Вопрос о том, кто был его автором, в конечном счете, совсем не результат праздного любопытства, как может показаться на первый взгляд. Мне представляется, что не снижающийся интерес к этому вопросу объясняется обостренным чувством гражданской справедливости. Читатели “Слова...” не могут смириться с мыслью, что навсегда утрачено имя человека, создавшего исключительное по силе воздействия и художественной красоте произведение, дошедшее до нас из глубины веков.

У каждой эпохи есть своя правда. В древности написанное слово и высказанная мысль принадлежали всем, никто не ставил на них своего клейма. Переходя из уст в уста, из текста в текст, мысль обрастала, полнилась, видоизменялась, переходя от поэта к поэту, которые заимствовали у своих предшественников образы, фразы, сюжеты, строфы, — спасая их для будущих поколений, пополняя общий фонд духовной культуры. Все это широко известно.

“В процессе своего бытования памятники древней русской литературы бесконечное количество раз переписывались, переделывались, сокращались или разрастались вставками, осложнялись заимствованиями, вступали в состав компиляций, перерабатывались стилистически и идейно. Некоторые из памятников почти забывались, потом снова вызывали читательский интерес после значительных перерывов, перерабатывались и становились особенно распространенными именно в этих переделках, а отнюдь не в “авторском” тексте”, — писал Д.С.Лихачев.3 

И все же надежда угадать среди сохранившегося в летописях весьма небольшого количества имен автора “Слова о полку Игореве” не покидает энтузиастов.
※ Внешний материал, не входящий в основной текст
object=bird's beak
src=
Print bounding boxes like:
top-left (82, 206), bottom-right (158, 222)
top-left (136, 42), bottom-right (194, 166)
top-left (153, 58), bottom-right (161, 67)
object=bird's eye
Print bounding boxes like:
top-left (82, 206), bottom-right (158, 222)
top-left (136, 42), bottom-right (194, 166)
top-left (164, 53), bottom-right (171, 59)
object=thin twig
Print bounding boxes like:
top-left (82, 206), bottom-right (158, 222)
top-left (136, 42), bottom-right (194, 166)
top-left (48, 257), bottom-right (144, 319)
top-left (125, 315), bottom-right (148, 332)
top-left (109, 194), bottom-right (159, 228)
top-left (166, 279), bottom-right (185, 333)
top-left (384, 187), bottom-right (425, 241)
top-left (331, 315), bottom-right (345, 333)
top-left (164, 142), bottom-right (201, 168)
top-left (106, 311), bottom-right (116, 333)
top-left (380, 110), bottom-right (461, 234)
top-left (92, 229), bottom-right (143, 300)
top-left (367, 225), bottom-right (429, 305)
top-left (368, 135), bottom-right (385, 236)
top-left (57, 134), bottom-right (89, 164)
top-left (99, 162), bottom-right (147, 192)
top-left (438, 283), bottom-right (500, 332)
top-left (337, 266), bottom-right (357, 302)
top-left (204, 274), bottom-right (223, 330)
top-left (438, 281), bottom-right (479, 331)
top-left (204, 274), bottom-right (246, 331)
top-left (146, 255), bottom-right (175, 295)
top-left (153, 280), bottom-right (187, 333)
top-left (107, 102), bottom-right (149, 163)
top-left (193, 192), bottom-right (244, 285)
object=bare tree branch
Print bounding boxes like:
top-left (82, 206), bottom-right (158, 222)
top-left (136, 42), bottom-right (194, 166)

Этого человека искали на площадях древнерусских городов, в тиши монастырских келий, в княжеских и боярских теремах. Он оказывался то княжеским дружинником, то скоморохом, то птицеловом, монахом, профессиональным певцом, ученым греком, заезжим скальдом, тысяцким, крещенным половцем, боярином, самим князем Игорем и даже — Ярославной! В языке поэмы отыскивали приметы, указывавшие на его происхождение из Тьмуторокани, с Северного Кавказа, из Новгорода Великого, Пскова, Курска, Галича, Киева, Чернигова и Новгорода-Северского. Вся Русская земля становилась попеременно его родиной, подобно тому, как все города Аттики оспаривали некогда честь называть себя родиной Гомера.4 

Историки, как, например, Б.А.Рыбаков, полагали его причастным к летописанию; литературоведы, как Д.С.Лихачев, указывали на его высокую образованность и приводили устрашающий по величине список книг, из которых он, якобы, черпал свои образы и свое вдохновение. Правда, именно филологи оказывались более осторожны и, воссоздавая образ автора “Слова...” на основании его поэтики, отказывались от попыток разгадать его имя.
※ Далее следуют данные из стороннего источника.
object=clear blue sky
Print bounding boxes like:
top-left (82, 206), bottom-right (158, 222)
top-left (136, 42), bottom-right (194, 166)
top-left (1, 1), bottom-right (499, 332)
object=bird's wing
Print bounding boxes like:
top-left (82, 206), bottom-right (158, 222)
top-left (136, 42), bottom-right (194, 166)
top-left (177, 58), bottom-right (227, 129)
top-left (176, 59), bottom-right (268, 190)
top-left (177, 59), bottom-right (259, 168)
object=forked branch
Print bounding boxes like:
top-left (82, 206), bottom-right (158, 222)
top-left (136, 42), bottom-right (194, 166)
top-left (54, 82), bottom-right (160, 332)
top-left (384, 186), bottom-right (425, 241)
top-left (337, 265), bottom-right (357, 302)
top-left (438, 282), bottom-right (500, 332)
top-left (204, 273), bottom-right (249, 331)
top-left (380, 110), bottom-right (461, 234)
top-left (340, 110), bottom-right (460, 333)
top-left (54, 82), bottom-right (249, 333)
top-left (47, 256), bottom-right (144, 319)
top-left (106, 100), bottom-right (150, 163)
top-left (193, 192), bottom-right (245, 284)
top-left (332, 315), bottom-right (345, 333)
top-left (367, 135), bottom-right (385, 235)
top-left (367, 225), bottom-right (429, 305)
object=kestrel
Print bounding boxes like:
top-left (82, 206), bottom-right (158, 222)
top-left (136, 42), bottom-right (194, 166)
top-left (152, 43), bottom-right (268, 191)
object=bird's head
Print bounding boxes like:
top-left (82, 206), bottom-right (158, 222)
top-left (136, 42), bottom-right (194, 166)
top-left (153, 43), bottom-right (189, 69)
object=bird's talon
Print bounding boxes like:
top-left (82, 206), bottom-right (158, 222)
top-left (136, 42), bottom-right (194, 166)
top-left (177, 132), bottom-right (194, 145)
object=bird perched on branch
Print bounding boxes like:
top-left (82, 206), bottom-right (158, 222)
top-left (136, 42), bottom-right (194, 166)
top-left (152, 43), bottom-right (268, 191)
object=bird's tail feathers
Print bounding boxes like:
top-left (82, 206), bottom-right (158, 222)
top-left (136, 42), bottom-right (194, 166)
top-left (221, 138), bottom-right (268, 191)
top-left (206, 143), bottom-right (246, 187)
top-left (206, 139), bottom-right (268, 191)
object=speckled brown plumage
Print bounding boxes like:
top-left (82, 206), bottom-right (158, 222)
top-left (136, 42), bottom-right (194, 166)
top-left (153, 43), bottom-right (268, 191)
Валерий Семенов в своих поисках пошел по иному пути. Не стану утверждать, что путь этот самый правильный — достаточно того, что он оригинален. Почему он, к тому же, еще и интересен, я скажу позже.

Как вероятно помнят читатели, В.Семенов предположил, что впервые “Слово...” исполнялось в семейном кругу новгород-северского князя в 1188 году, когда Игорь Святославич женил своего младшего сына Святослава на дочери Рюрика Ростиславича и, добавлю, когда из степей с Кончаковной и их первенцем вернулся домой старший сын Игоря, Владимир Игоревич.

Анализируя родственный круг главного героя “Слова...” в самой поэме, В.Семенов обнаружил в числе действующих лиц двенадцать человек, связанных с домом Игоря самым близким родством, в числе которых был Владимир Глебович переяславльский, двоюродный брат жены Игоря, и хан Кончак — не только его сват, но, по-видимому, дальний родственник и свойственник: по отцовской линии новгород-северский князь приходился правнуком половецкому хану Осолуку, а по материнской — хану Аепе. Не назван в поэме только человек, который должен был обязательно участвовать в этом собрании — брат Ефросинии(?) Ярославны, жены Игоря, Владимир Ярославич, постоянно ссорившийся со своим отцом и нашедший в те годы приют у Игоря в Путивле.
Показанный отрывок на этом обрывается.